# Control Groups and Selection Bias

A couple weeks back we discussed standard deviations, t-tests, and z-scores in primer fashion to help alleviate any confusion stemming from the usage of certain terms in our articles.  I got a very nice reaction from readers, asking for more, so I’m going to continue this “series” at least twice a month.  Today, the topics at hand are control groups and selection bias.
A control group is the group in an experiment or analysis used to determine if, say, a drug or a skill in baseball actually causes the overall effect.  Recall my post on whether or not home run derby participants improve/decline following their participation: After comparing the actual second half numbers to the projected second half, we found the actual statistics, save for HR/AB, exceeded their projections for those who took part.  This would lead many to assume that derby participants lost a bit of power but ultimately performed better over the remainder of the season.

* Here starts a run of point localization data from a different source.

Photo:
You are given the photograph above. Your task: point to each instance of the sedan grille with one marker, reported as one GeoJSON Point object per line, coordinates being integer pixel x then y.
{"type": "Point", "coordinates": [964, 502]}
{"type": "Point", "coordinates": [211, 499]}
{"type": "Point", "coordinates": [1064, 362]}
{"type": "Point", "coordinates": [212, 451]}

The problem is that we have no way of knowing if the derby itself is the cause if the study ends that way.  We know what did happen to the participants but without a control group cannot say for certain why it happened.  To really answer that question we would need a control group–a group of players with similar AB/HR rates who didn’t participate in the derby.  This way we could see if the increase in BA/OBP/SLG and decrease in HR/AB is random (if both groups of data behave the same way) or if the derby truly is the source (if the control group posted different or opposite results).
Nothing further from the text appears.